The broad stock market is down nearly 20 percent from its January 2022 peak. Worse is likely to come. What’s going on?
The simple explanation is rising inflation and rising interest rates. When interest rates go up, bonds become a more attractive investment than stocks. The Fed is likely to keep raising rates, so stock prices are likely to keep falling.
But there is a lot more to it. Until the recent outbreak of inflation, the Federal Reserve kept short-term interest rates at close to zero for much of the past decade to fight lingering effects of the Great Recession. Markets convinced themselves that this would last indefinitely. That’s why banks would lend mortgage money for 30 years at bargain rates of under 4 percent.

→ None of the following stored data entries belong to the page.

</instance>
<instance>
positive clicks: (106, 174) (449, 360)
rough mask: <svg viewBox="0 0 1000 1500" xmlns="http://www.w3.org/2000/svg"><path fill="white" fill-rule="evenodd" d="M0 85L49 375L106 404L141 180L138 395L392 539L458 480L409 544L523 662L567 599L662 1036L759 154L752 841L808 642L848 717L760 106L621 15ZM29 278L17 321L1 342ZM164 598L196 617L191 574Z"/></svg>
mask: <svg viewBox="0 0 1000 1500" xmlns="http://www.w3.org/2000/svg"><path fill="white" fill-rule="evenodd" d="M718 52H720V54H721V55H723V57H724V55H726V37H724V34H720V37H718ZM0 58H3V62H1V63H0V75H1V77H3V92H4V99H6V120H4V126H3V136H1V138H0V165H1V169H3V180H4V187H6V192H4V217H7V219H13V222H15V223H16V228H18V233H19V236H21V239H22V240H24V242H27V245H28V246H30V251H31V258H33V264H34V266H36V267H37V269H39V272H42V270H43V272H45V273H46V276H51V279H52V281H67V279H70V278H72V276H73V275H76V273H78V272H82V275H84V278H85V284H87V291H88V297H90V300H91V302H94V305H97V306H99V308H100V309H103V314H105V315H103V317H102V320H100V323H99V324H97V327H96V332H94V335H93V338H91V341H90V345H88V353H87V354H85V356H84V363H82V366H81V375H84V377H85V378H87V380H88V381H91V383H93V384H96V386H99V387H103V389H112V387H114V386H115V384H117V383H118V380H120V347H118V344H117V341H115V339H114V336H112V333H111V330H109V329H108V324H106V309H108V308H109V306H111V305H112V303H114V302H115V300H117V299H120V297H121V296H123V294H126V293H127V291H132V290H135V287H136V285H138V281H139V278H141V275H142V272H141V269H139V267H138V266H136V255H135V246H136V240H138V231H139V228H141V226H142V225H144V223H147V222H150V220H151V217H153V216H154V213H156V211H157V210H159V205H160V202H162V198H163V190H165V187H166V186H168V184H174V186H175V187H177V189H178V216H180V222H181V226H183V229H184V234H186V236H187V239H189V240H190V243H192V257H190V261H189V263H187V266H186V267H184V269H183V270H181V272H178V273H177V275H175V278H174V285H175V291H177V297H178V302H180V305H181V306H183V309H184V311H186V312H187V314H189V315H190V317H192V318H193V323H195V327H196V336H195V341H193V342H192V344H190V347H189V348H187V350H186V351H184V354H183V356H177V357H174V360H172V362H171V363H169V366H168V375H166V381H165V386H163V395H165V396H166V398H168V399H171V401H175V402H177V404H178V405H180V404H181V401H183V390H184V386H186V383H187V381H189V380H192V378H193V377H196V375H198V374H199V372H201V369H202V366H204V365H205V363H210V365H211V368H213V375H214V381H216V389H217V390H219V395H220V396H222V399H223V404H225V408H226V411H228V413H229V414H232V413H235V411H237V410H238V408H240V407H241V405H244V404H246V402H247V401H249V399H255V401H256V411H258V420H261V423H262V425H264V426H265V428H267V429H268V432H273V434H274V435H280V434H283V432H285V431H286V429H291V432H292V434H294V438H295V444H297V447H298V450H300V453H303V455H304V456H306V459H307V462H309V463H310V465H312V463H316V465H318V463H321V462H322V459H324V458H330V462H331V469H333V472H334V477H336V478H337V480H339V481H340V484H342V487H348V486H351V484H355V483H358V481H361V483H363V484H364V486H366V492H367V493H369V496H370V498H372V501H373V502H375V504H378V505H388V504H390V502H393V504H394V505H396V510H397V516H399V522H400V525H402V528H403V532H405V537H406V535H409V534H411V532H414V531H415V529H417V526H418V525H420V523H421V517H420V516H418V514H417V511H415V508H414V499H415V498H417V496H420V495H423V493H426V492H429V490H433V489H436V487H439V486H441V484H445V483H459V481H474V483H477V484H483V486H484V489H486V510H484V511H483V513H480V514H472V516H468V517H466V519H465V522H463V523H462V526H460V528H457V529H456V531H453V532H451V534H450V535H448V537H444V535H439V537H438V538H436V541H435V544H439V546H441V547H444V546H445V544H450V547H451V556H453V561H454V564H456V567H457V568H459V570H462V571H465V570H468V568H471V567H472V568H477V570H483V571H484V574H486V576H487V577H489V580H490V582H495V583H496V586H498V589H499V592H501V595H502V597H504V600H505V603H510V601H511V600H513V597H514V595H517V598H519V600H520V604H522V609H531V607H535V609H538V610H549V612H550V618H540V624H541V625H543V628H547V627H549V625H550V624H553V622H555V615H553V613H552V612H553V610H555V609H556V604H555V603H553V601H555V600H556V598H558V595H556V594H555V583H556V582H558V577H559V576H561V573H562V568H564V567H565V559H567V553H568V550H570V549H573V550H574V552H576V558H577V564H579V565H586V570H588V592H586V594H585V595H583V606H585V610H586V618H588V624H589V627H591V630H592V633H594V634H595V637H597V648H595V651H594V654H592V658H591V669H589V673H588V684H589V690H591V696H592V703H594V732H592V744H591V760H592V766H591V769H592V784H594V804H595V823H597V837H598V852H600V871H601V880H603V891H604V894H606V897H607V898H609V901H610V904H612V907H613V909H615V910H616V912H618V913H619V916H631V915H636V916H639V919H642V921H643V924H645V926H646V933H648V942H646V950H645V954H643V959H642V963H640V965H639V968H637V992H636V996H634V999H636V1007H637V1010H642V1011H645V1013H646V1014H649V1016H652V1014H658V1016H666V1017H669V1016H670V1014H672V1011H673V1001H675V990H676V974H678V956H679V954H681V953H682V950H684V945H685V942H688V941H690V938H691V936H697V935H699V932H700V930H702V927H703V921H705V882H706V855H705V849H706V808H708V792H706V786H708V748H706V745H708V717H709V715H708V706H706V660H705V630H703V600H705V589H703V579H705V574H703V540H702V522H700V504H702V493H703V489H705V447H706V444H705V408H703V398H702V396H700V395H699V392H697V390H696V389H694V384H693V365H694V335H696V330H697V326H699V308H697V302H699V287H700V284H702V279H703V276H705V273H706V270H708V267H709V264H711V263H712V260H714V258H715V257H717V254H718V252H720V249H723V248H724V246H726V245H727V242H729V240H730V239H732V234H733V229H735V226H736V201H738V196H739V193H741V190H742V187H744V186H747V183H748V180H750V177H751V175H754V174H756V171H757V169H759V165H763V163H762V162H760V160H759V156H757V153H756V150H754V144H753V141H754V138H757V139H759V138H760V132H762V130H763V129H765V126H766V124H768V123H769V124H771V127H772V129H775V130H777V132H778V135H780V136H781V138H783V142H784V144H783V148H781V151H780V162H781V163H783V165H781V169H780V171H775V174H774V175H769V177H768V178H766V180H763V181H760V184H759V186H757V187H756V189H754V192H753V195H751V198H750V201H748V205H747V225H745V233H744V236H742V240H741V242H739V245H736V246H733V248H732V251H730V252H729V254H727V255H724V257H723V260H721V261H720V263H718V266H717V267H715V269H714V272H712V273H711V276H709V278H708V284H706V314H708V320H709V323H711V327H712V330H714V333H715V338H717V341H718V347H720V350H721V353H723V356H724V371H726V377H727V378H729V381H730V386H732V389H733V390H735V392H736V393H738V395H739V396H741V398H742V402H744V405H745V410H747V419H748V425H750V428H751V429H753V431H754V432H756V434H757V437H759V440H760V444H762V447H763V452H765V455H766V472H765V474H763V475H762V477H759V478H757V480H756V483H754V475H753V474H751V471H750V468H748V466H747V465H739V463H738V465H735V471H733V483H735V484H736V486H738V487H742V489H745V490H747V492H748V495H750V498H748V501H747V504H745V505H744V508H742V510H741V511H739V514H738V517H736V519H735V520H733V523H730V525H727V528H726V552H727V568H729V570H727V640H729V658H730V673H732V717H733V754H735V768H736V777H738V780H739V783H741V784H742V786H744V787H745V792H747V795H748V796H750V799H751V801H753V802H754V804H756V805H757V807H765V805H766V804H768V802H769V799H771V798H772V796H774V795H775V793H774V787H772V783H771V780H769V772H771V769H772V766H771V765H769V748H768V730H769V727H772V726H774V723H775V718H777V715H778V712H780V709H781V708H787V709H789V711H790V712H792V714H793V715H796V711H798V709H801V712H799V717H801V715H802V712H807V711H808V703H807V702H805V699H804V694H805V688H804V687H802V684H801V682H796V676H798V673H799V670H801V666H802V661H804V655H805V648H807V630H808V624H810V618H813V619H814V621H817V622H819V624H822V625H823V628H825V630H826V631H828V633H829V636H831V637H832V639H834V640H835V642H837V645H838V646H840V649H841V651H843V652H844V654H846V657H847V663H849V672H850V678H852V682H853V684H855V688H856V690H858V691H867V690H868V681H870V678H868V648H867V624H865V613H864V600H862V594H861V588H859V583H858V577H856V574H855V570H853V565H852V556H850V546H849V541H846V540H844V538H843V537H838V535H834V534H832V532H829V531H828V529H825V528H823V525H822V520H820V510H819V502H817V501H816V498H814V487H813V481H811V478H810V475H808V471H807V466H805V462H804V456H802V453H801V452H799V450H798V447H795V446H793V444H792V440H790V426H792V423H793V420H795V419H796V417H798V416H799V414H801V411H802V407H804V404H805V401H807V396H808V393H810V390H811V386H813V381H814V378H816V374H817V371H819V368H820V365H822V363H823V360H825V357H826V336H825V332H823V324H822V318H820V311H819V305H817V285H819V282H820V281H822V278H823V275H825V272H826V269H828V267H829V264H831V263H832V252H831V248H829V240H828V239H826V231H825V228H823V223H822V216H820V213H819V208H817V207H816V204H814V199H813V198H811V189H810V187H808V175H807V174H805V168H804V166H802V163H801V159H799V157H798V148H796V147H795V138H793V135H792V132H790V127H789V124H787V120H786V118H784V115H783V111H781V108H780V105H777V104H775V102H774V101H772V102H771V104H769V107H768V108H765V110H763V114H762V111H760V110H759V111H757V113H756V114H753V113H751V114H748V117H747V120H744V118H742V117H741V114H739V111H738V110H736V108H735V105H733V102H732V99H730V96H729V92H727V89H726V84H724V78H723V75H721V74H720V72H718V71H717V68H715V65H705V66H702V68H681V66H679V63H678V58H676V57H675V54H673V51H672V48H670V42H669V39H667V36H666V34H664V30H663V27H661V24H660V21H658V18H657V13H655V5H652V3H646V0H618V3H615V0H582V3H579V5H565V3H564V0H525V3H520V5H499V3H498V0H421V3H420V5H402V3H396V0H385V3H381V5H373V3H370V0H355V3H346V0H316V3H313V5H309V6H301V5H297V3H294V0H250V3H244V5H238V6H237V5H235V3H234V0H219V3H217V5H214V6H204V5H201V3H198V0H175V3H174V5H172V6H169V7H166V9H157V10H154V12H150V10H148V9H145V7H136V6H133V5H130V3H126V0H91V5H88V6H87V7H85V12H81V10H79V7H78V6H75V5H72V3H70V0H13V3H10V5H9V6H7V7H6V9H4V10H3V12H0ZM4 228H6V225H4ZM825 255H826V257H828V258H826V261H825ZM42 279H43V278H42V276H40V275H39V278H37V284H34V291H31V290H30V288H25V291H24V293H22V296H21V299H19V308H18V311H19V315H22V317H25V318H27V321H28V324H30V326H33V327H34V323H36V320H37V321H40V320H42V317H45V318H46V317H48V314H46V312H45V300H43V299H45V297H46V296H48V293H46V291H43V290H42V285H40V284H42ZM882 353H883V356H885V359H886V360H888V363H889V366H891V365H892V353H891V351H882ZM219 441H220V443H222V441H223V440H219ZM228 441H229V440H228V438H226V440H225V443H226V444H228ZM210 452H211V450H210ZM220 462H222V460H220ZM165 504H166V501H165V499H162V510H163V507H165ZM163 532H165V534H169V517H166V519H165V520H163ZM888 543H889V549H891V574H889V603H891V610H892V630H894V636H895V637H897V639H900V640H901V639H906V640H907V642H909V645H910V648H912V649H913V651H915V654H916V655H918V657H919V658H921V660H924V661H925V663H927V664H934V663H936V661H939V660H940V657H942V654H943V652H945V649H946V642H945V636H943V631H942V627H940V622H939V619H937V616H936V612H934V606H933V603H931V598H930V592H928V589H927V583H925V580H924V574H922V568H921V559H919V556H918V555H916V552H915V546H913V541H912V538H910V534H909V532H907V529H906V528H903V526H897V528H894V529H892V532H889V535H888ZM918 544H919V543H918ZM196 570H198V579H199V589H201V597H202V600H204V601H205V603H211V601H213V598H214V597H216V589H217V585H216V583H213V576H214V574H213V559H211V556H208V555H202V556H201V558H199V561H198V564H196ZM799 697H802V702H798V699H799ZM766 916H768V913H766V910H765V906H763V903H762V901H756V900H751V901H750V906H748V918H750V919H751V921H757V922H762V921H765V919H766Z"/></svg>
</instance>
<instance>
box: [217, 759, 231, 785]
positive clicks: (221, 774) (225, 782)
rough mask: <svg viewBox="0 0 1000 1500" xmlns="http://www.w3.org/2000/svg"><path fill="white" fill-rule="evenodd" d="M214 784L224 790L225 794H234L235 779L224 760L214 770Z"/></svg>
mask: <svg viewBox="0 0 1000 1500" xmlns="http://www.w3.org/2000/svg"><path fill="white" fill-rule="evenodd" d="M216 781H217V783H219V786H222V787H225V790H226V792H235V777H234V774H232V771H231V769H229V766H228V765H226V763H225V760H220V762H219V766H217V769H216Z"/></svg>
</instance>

In this climate, financial engineers could borrow money for next to nothing. To prevent dangerous speculation, the Fed and other regulators should have combined cheap money (which is good for the real economy) with tight regulation. But instead, we got loose money and loose regulation, which always sets markets up for a crash.
The past decade was a predators’ picnic—private equity doing takeovers on cheap borrowed money; record corporate mergers and profits for merger and acquisition specialists; stock buybacks to further hype share prices; new gimmicks like crypto.
Tightening interest rates abruptly stunned investors. A bear market feeds on itself, as sellers outnumber buyers.
The crypto crash is a leading indicator. Crypto was always a kind of pyramid scheme. As super-investor Warren Buffett says, you never know who’s swimming naked until the tide goes out.
The market’s current dive has something in common with the epic financial collapse of 2008. Like today’s situation, the 2008 crash was driven by the toxic combination of cheap money and financial speculation. But in that era of unfunded credit default swaps and fraudulent subprime securities, the leverage ratios were almost infinite. Today, thanks to the Dodd-Frank Act (which did not go far enough as anti-speculation), banks at least have more of a cushion.
So today’s market crisis is more likely to be a slow-motion crash. Even so, the victims will be the vast majority of Americans who work and live in the real economy and not on Wall Street.
Like the supply chain crisis, this financial mess is the result of legacy policies that long antedate the Biden administration, which has embraced good financial regulation more than any since FDR’s. But maybe too late.
Just as voters don’t like inflation, they don’t like a collapsing stock market or its spillover effects. And voters, justly or not, have a habit of punishing incumbents for bad economic news. Unless he becomes even more of a populist, another victim could be Joe Biden.